Thanks. My end goal was the replacement of several different strings that appear in an unknown number of text files in a particular directory. Some of the strings include a line feed. All of the strings would be replaced by a particular piece of text.
(Backstory: The text files are newsletters that are archived on the web, the text of which sometimes includes an address that's being picked up by spammers scraping the newsletters over the web. The goal is to scrub the email address, which appears in one of several different standard sentences, and replace it with generic contact information.)
Reach Holly Smith for help by sending an email
to hollysmith@nosuchdomain.com.
and
For more information, contact Holly Smith at
hollysmith@nosuchdomain.com.
and
For more information, contact Holly Smith at (800) 555-1212 or
via email to hollysmith@nosuchdomain.com
In each case, I want to replace those sentences (which have line breaks where you see them, e.g. after "sending an email" in the first one) with "For more information, contact Holly Smith." (without the quotation marks).
The reason I got balled up with the interpolation issue is that I first tried to use a DATA block in a small script, as in:
__DATA__
Reach Holly Smith for help by sending an email\nto hollysmith@nosuchdo
+main.com.~For more information, contact Holly Smith.
For more information, contact Holly Smith at\nhollysmith@nosuchdomain.
+com.~For more information, contact Holly Smith.
For more information, contact Holly Smith at (800) 555-1212 or\nvia em
+ail to hollysmith@nosuchdomain.com~For more information, contact Holl
+y Smith.
(There are only three lines in the DATA block, even though they almost certainly will wrap on this web page.)

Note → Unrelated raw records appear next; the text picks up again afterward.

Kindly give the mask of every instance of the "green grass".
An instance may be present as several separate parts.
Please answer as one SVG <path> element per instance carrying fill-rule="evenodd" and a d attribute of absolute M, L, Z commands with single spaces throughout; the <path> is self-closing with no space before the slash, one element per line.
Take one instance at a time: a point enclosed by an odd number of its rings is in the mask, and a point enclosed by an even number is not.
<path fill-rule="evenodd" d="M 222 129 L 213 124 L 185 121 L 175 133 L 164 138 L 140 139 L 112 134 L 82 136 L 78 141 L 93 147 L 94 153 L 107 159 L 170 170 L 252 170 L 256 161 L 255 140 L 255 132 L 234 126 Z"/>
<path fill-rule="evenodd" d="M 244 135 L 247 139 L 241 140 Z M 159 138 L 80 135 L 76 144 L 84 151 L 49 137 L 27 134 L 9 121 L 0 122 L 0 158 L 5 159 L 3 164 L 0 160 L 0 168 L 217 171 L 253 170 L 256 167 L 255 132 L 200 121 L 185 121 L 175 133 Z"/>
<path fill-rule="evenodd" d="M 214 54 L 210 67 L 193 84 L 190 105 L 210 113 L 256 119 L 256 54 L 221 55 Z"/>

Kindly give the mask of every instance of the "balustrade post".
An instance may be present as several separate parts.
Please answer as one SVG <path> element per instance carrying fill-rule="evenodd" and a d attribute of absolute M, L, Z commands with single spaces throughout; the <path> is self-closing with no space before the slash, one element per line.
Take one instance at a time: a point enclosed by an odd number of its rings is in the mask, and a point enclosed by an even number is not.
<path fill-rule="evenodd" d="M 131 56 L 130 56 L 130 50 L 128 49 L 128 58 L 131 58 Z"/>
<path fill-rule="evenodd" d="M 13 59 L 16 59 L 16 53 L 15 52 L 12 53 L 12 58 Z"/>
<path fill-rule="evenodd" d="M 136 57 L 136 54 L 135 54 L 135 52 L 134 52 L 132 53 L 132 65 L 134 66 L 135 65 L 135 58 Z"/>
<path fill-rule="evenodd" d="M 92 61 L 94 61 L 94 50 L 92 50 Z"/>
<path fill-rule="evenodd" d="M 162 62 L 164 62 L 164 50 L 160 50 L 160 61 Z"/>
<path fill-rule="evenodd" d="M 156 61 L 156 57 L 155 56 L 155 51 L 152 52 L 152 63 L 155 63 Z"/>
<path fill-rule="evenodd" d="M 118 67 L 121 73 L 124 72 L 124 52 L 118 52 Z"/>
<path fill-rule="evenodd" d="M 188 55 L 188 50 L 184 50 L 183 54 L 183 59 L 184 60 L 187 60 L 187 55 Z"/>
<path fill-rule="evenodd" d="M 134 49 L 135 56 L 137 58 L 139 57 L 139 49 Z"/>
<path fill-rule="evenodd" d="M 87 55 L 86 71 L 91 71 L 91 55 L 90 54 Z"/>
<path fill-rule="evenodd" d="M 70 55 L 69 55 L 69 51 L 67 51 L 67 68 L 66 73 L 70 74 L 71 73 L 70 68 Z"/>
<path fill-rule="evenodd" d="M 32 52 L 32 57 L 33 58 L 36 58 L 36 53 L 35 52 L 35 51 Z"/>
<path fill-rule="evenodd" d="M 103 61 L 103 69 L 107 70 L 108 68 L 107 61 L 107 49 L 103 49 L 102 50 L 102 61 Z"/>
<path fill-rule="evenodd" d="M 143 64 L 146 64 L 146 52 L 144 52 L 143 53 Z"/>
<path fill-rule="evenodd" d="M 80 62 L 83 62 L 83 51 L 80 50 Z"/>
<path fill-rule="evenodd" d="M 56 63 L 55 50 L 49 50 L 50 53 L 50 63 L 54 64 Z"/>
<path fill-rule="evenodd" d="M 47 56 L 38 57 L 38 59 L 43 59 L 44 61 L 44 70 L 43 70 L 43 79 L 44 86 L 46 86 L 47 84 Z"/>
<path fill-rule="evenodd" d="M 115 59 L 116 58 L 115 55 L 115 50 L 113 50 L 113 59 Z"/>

My script would read each of those lines in the DATA block, load variables $old_string and $new_string by splitting on the "~" character, and then do a
if ($slurped_file =~ s/\Q$old_string\E/$new_string/g ) {
kind of thing to make the replacement, ultimately resulting in updated text that would be used to replace the existing file.
And now you see why it didn't work :-) I had used the \Q in order to escape the domain name's period and the set of parentheses in one targeted string, but of course \Q wants to do what \Q does, so it also escapes the backslash in "\n" in my targeted strings. Hence the "\n" in my DATA block records didn't seem to "work." The substitutions never took place because the files don't have strings that include a literal \ followed by n.
Before I realized the \Q issue, though, I was convinced that something about the use of a __DATA__ section for the data had to be preventing the \n from being interpolated, and I thought I needed interpolation so that I could put, on a single line in the DATA block, an expression that would match the line breaks that occur in all three target strings. So I created the little test script shown in my original post in order to make sure \n would be the proper way to represent such a line feed. And I couldn't get the \n to turn into a line feed. I seem to have stumbled onto something that turns out to be unrelated to solving my problem!
Basically I failed to remember that merely putting a string into a variable doesn’t cause the string to be interpolated. Otherwise there would be trouble every time a graphic file is read from disk, if its content included the character sequence “\n”, for example. (I think.)
So this code is doing what I need it to do, even with data in $old_string that’s coming from a DATA block and includes embedded “\n” strings:
if ($slurped_file =~ s/$old_string/$new_string/g ) {
The two-character \n string in $old_string is still the two-character \n string when the regular expression in the substitution function is built, resulting in something like "s/Reach Holly Smith for help by sending an email\nto hollysmith@nosuchdomain.com/For more information, contact Holly Smith./" (without the quotation marks).
I did need to revise my DATA block a bit, to escape a couple of parentheses that otherwise would be treated as grouping operators in the regular expression (and I escaped the periods in order to avoid the inefficiency of the substitution operator treating them like wild cards):
__DATA__
Reach Holly Smith for help by sending an email\nto hollysmith@nosuchdo
+main\.com\.~For more information, contact Holly Smith.
For more information, contact Holly Smith at\nhollysmith@nosuchdomain\
+.com\.~For more information, contact Holly Smith.
For more information, contact Holly Smith at \(800\) 555-1212 or\nvia
+email to hollysmith@nosuchdomain\.com~For more information, contact H
+olly Smith.
|